Sto. Niño, Holy Childhood Day
Sunday, January 19, 2020
Sto. Niño, Holy Childhood Day
First reading: Is. 9:1-6
The people who walked in darkness have seen a great light; upon those who lived in a land of gloom a light has shone. You have brought them abundant joy and great rejoicing; they rejoice before you as people rejoice at harvest, as they exult when dividing the spoils. For the yoke that burdened them, the pole on their shoulder, the rod of their taskmaster, you have smashed, as on the day of Midian. For every boot that tramped in battle, every cloak rolled in blood, will be burned as fuel for fire. For a child is born to us, a son is given to us; upon his shoulder dominion rests. They name him Wonder-Counselor, God-Hero, Father-Forever, Prince of Peace. His dominion is vast and forever peaceful, upon David’s throne, and over his kingdom, which he confirms and sustains by judgment and justice, both now and forever. The zeal of the LORD of hosts will do this!
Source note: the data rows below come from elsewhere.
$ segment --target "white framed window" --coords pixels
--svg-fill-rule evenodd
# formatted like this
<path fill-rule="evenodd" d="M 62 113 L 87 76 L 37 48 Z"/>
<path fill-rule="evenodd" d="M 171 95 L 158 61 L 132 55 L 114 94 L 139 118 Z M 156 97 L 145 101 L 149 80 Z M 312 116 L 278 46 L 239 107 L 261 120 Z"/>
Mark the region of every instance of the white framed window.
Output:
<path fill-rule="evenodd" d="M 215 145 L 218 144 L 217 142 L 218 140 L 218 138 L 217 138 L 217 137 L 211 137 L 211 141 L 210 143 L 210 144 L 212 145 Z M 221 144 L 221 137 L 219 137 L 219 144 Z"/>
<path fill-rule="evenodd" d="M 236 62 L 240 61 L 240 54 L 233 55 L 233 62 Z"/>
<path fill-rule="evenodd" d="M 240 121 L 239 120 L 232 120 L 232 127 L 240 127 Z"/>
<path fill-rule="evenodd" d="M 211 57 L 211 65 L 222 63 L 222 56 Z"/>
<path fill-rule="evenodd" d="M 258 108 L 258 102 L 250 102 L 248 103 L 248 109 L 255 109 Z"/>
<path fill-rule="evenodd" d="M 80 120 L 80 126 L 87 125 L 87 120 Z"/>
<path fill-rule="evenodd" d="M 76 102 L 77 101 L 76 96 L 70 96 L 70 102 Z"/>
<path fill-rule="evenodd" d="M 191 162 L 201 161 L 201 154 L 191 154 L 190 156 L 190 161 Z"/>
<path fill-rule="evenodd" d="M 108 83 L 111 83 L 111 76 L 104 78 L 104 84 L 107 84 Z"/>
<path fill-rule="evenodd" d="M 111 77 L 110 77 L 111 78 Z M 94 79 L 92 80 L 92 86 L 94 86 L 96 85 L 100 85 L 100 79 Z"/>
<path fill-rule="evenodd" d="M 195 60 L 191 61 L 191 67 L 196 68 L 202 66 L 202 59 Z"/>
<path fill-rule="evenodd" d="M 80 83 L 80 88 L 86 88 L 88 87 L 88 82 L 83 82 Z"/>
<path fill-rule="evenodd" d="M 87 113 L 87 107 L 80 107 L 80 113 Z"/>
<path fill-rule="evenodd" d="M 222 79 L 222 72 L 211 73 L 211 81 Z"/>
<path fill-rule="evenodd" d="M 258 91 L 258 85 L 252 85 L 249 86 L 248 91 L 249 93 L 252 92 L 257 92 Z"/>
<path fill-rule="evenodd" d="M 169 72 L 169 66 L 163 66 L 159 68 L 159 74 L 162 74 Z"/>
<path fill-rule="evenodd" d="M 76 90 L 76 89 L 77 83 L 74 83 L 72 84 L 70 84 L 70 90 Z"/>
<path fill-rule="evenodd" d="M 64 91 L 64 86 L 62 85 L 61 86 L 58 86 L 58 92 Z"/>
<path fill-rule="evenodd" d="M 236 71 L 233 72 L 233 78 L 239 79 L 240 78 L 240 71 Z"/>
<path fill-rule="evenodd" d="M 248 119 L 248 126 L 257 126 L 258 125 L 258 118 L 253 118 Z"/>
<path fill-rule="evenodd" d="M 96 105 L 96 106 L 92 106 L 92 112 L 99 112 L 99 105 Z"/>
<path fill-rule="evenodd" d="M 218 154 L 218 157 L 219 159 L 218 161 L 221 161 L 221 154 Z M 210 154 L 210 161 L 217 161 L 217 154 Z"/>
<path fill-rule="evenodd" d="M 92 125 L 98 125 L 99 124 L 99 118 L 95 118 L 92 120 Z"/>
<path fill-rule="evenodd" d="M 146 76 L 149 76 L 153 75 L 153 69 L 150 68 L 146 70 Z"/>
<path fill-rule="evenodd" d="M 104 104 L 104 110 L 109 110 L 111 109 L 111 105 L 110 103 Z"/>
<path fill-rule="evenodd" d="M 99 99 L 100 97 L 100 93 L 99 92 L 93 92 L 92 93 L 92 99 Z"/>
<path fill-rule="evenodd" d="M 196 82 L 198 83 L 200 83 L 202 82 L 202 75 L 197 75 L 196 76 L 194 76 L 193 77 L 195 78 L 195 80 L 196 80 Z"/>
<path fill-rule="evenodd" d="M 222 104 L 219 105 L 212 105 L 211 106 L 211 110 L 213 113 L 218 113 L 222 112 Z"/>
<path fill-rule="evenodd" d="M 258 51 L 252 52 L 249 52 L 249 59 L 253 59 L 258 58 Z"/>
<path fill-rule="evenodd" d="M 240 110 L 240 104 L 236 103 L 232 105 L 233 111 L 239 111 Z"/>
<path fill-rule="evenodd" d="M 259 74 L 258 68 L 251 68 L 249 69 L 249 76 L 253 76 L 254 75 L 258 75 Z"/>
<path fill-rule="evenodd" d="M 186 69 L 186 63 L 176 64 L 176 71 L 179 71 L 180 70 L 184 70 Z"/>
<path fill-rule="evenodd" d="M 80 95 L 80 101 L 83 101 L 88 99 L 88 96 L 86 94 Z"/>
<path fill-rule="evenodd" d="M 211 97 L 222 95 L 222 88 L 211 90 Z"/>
Second reading: Eph. 1:3-6,15-18
Blessed be the God and Father of our Lord Jesus Christ, who has blessed us in Christ with every spiritual blessing in the heavens, as he chose us in him, before the foundation of the world, to be holy and without blemish before him. In love he destined us for adoption to himself through Jesus Christ, in accord with the favor of his will, for the praise of the glory of his grace that he granted us in the beloved. Therefore, I, too, hearing of your faith in the Lord Jesus and of your love for all the holy ones, do not cease giving thanks for you, remembering you in my prayers, that the God of our Lord Jesus Christ, the Father of glory, may give you a spirit of wisdom and revelation resulting in knowledge of him. May the eyes of [your] hearts be enlightened, that you may know what is the hope that belongs to his call, what are the riches of glory in his inheritance among the holy ones.
Gospel: Mt. 18:1-5,10
At that time the disciples approached Jesus and said, “Who is the greatest in the kingdom of heaven?” He called a child over, placed it in their midst, and said, “Amen, I say to you, unless you turn and become like children, you will not enter the kingdom of heaven. Whoever humbles himself like this child is the greatest in the kingdom of heaven. And whoever receives one child such as this in my name receives me.
“See that you do not despise one of these little ones, for I say to you that their angels in heaven always look upon the face of my heavenly Father.
In other words Fr. Magdaleno Fabiosa, SVD (VCR, Christ the King Missions Seminary, Quezon City)
Matthew wrote in his gospel in order to share with his Jewish-Christian community his insights regarding Jesus. His core message is that Jesus is the new Moses. Moses was considered the founder of Jewish religiosity. To him, Yahweh gave the Law at Mount Sinai. Jesus also started a new religiosity, i.e., a new understanding of being related with God. In Jesus, Yahweh gave a new law in the Sermon on the Mount; Jesus also taught a new understanding of God and the Kingdom. Matthew’s gospel is replete with instances where this newness is contrasted with the old understanding. Today’s gospel which considers being childlike as a condition to entrance into God’s Kingdom is an example of this contrast and newness. To appreciate the message of this metaphor a little backgrounder is necessary.
To be part of God’s Kingdom was every Jew’s dream. The teachings of Moses had a precise understanding of how to enter into it—obeying the Torah (the Law). Thus, in Moses’ teaching, entrance into the Kingdom of God was something to be earned and merited by knowing the Torah (the Law), and putting it into practice up to its last detail.
During the time of Jesus, children ranked very low in the social and religious scale because they could not know the Law, as yet; and not knowing the Law, they could not practice it. As a consequence, they could not claim any merit before God, much less enter into God’s Kingdom. Thus they were considered in that culture as “persons of no significance” deserving neither special attention nor special favor. In light of this, therefore, being childlike as a condition to entrance into God’s Kingdom, as Jesus taught in the gospel, was, for his Jewish audience, outright heresy.
This seeming scandal can be understood only in the light of Jesus’ teaching about God and God’s Kingdom. Through the metaphor he uses, he is challenging the contemporary understanding of merit and reward. In his teaching the Kingdom of God is not earned or merited but is offered for free. Being a child means not having anything to give or show in order to gain the Kingdom. Thus, children are the best examples of who are ready for the Kingdom. They teach us how best to approach and to related with God because they have no pretensions, nothing to show in order to be part of God’s Kingdom. What Jesus wants to bring home to us today with this metaphor is the absolute gratuitousness of the Kingdom. It is offered by God with no conditions. It is not merited and earned. It is offered for free.
Thus, we need this conversion regarding our understanding of God and his Kingdom. Like little children we need no pretensions; we can only trust in this love. So we can join St. John in saying, Yes, we believe in God’s love.